The report said that while prospects for a way out of the COVID-19 pandemic have improved due to increased vaccine production and deployment, “there are signs of increasing divergence in activity developments across sectors and economies.” It added that expectations for a stronger recovery are also reflected in financial and commodity markets, with US long-term bond yields and oil prices returning to their pre-pandemic levels.

“Speed is of the essence,” OECD Secretary-General Angel Gurría said in a statement. “There is no room for complacency. Vaccines must be deployed faster and globally. This will require better international cooperation and coordination than we have seen up to now. It is only by doing so that we can focus our attention on building forward better and laying the foundations for a prosperous and lasting recovery for all.”

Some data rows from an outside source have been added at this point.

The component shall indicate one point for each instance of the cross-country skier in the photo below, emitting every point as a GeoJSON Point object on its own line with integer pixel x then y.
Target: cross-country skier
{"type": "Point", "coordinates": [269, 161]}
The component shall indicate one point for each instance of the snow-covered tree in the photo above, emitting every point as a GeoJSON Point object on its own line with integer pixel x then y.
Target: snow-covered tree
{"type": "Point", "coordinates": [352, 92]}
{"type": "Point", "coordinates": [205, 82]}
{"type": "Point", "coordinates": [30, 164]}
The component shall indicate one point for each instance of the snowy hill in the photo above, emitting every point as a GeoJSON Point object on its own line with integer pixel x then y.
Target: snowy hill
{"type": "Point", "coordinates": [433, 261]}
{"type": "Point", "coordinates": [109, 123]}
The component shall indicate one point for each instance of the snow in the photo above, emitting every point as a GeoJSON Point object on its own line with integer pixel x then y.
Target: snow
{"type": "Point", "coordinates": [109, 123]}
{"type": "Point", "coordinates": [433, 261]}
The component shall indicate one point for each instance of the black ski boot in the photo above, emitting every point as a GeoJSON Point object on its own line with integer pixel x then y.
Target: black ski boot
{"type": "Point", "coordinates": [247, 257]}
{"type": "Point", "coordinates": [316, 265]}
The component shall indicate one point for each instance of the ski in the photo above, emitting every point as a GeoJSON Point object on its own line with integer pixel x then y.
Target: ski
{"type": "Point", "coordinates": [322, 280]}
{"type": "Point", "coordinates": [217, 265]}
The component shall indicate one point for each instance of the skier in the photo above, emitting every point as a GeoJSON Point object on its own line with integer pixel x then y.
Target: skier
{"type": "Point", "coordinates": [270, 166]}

The report also said the improved prospects of a global recovery have led to financial market expectations of higher inflation, although the OECD said underlying price pressures generally remain mild in advanced economies. Public debt levels have risen sharply almost everywhere, the report added, but debt-servicing costs in most OECD economies continue to benefit from very low interest rates.

Despite the more optimistic economic outlook, the report warned that a long-term shift to remote working, reductions in business travel, and the increasing digital delivery of services, including e-commerce, could change the mix of jobs available and the location of many workplaces.

“Such potential shifts would accentuate longstanding pre-pandemic challenges from an extended period of weak growth, widening inequalities in outcomes, and access to opportunities,” according to the report.

The report also calls for ramping up vaccinations, for more targeted fiscal stimulus to boost both output and confidence, and to maintain income support for people and businesses hard hit by the pandemic.